Greg, a tall, lanky, and unusually thoughtful cadet, waited for me after class. While most West Point “plebes” (first-year students) ran out at the end of the fifty-five minute period, Greg almost always lingered, wanting to further parse this or that novel, play, or poem.

He regularly and passionately participated in class discussions while large groups of the cadets dozed. He took unpopular positions when I ventured into controversial territory and sought me out for “A. I.” – additional instruction – whenever he wanted to discuss something above and beyond the curriculum.
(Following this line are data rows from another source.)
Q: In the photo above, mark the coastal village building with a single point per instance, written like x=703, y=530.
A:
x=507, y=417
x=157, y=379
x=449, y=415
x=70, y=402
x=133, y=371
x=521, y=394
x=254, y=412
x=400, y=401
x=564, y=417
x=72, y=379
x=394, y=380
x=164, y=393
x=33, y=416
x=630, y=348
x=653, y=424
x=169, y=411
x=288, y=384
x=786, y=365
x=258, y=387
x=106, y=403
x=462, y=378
But Greg was unusually silent that day during a debate about the value of “literature” and interpretation for our future military officers.

It hadn’t gone well.

“No disrespect, sir, but I think this poetry crap is pretty useless.” This was Troy, another very vocal cadet. Troy often sounded off about the worthlessness of “English.” English was his catch-all term for the humanities, social sciences, and any mode of intellectual inquiry without one “right” answer and some solid practical application, like building a bridge or blowing one up. He was not a fan of APL classes. APL is the official United States Military Academy acronym for Art History, Philosophy, and Literature: three separate disciplines all rolled into one department, ironically confirming Troy’s worst assumptions about their interchangeability.

Despite Troy’s many and frequent provocations in the classroom, I usually stuck to “facilitating debate,” in the bloodless lingo of the USMA. But that day, I took the bait and countered Troy’s swaggering declaration. He was, after all, talking shit about my vocation.